During today's excursion, the astronauts rewired the station's robot arm, enabling it to draw power from the new S0 truss, and removed launch locks from a mobile transporter on the front face of the truss. The $190 million transporter, which eventually will be used to move the robot arm to different work sites on the truss, will be tested Monday when ground controllers command it to creep back and forth along S0.

A few minutes before 2 p.m., the astronauts took a moment to marvel at the view from 240 miles up.

"Is that the blue tongue of the Bahamas and Florida?," Smith asked.

"That would be it," someone replied.

"Look at that!" Smith exclaimed.

"Cuba down there below us."

"Yep. See that dark blue part, Rex, that kind of invades the rest of that green area?"

"Oh that's beautiful!" Walheim exclaimed. "Look at that! That's incredible." "Yep. Boy, what a pass."

The spacewalk was relatively trouble free and the astronauts managed to stay on schedule most of the day. But work on the ground to check out the re-wired robot arm took a bit longer than expected. As a result, Smith and Walheim were told to skip a final planned task to install a so-called airlock "spur" to help future assembly crews make their way up to the truss. The spur will be installed during the current mission's final spacewalk Tuesday.

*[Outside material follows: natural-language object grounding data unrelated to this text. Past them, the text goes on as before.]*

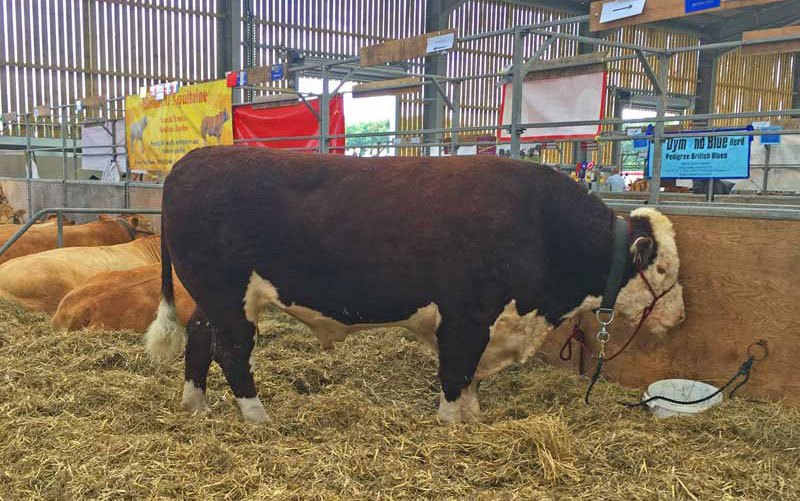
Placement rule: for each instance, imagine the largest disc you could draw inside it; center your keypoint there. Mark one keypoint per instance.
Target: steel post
(60, 229)
(516, 92)
(324, 113)
(765, 181)
(658, 133)
(455, 121)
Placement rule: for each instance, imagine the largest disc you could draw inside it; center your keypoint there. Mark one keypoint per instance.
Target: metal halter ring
(609, 316)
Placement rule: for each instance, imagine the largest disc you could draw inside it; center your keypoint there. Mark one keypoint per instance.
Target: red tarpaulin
(285, 121)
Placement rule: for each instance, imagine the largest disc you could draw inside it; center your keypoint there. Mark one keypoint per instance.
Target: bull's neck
(586, 246)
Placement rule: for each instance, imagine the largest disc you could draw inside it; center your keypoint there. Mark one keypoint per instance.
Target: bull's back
(330, 232)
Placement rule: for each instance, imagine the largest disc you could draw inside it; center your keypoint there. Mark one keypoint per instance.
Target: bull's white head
(654, 252)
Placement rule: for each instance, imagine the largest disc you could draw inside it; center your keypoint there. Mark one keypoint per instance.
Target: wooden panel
(659, 10)
(740, 281)
(398, 50)
(772, 47)
(752, 83)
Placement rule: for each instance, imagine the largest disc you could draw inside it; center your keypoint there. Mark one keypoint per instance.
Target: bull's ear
(642, 251)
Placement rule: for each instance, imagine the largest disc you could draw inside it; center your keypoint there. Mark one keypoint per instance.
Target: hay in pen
(85, 415)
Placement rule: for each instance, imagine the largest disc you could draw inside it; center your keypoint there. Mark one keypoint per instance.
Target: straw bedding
(86, 416)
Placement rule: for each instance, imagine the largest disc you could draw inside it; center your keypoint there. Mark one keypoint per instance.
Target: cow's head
(141, 225)
(653, 252)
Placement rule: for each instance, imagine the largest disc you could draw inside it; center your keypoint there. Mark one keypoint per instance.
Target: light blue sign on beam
(698, 5)
(771, 139)
(705, 157)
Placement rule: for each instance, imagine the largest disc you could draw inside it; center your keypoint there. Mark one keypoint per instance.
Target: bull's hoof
(449, 412)
(253, 410)
(194, 399)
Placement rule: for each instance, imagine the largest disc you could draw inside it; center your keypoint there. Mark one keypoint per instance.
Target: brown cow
(10, 216)
(41, 280)
(107, 230)
(119, 300)
(212, 126)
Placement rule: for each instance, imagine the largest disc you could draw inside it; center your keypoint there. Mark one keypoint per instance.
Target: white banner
(558, 99)
(96, 143)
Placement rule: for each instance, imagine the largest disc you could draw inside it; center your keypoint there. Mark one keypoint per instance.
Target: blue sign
(697, 5)
(771, 139)
(705, 157)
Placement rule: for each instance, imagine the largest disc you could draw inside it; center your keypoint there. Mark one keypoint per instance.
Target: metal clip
(604, 317)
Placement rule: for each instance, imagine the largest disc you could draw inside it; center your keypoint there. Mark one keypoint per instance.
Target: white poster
(96, 143)
(559, 99)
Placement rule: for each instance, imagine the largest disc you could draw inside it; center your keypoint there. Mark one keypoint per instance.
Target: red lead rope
(578, 335)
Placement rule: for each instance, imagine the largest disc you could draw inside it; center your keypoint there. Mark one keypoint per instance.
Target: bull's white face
(662, 274)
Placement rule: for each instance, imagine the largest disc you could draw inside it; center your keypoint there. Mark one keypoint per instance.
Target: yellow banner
(160, 132)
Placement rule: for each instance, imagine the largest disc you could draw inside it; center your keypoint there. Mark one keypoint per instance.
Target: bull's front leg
(199, 351)
(461, 345)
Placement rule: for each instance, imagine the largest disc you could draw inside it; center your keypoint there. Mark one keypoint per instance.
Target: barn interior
(87, 415)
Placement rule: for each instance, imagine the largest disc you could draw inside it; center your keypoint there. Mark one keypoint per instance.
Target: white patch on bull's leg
(470, 407)
(512, 338)
(194, 398)
(449, 412)
(252, 410)
(260, 293)
(165, 337)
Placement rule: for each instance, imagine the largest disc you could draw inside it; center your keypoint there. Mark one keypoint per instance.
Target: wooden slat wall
(630, 74)
(480, 99)
(752, 83)
(57, 51)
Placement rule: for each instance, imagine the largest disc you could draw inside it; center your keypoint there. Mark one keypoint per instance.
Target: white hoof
(449, 412)
(252, 410)
(194, 399)
(470, 408)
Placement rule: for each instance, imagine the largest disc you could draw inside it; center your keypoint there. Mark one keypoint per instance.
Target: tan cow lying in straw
(40, 281)
(107, 230)
(118, 300)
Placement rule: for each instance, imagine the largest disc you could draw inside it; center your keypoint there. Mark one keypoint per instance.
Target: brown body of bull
(40, 281)
(119, 300)
(480, 258)
(105, 231)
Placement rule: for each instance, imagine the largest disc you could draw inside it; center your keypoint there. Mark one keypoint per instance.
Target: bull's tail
(165, 337)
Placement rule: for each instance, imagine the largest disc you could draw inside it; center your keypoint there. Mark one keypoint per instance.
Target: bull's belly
(513, 338)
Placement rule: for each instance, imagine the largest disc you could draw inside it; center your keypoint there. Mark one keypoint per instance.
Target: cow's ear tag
(642, 251)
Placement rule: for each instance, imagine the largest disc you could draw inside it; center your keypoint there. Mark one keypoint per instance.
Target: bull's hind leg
(199, 350)
(461, 345)
(235, 341)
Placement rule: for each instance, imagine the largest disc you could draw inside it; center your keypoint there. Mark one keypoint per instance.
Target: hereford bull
(107, 230)
(480, 257)
(119, 300)
(40, 281)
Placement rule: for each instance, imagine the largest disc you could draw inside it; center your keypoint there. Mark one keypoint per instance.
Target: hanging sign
(620, 10)
(161, 131)
(698, 5)
(440, 43)
(706, 157)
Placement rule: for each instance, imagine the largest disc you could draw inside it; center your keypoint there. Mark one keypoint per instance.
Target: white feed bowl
(680, 389)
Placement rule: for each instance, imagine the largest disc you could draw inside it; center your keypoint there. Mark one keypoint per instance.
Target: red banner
(289, 121)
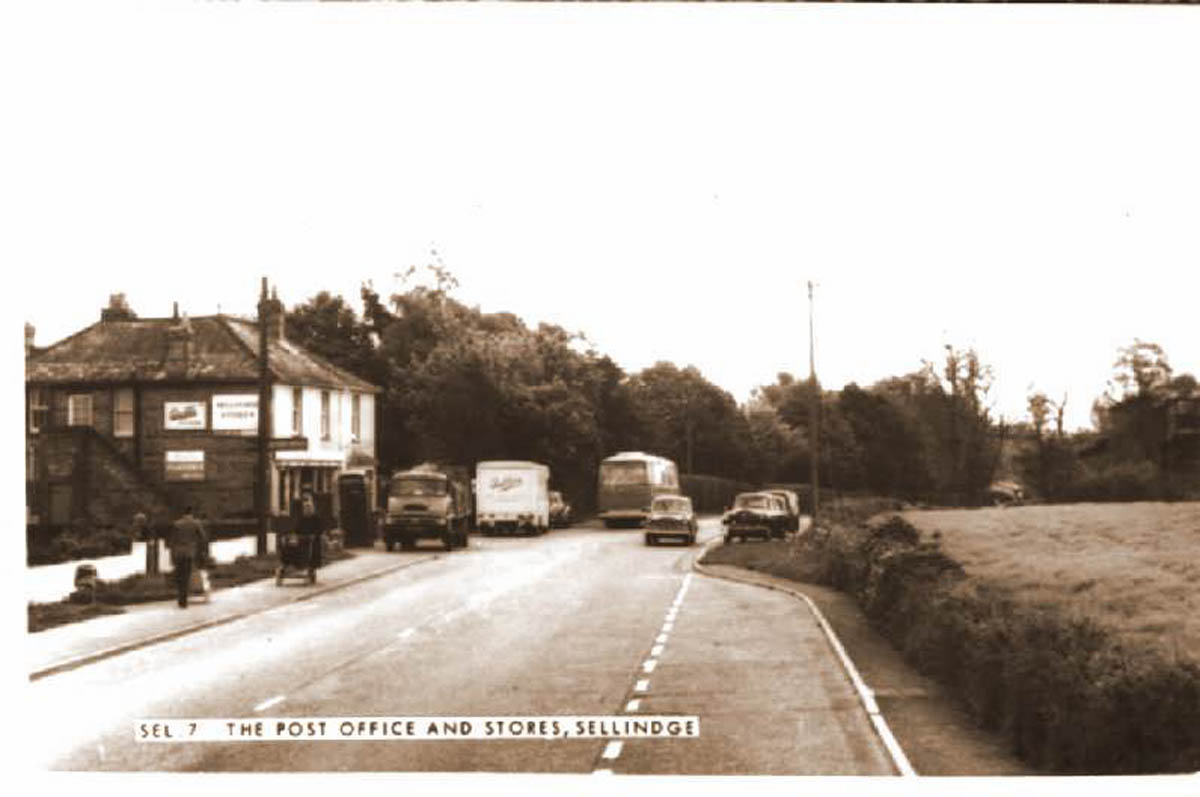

In the meantime, ground engineers report the arm is operating flawlessly, drawing power from the truss and utilizing a new video distribution system allowing operators inside the station to see three TV views from the arm at the same time.

This was the 37th spacewalk devoted to space station assembly. With its conclusion, 30 NASA astronauts, one Canadian and five Russian cosmonauts have logged 229 hours and 50 minutes building the international outpost. Of that total, 12 spacewalks totaling 62 hours and 35 minutes were staged from the international space station, including 36 hours and 48 minutes by on-board expedition crews.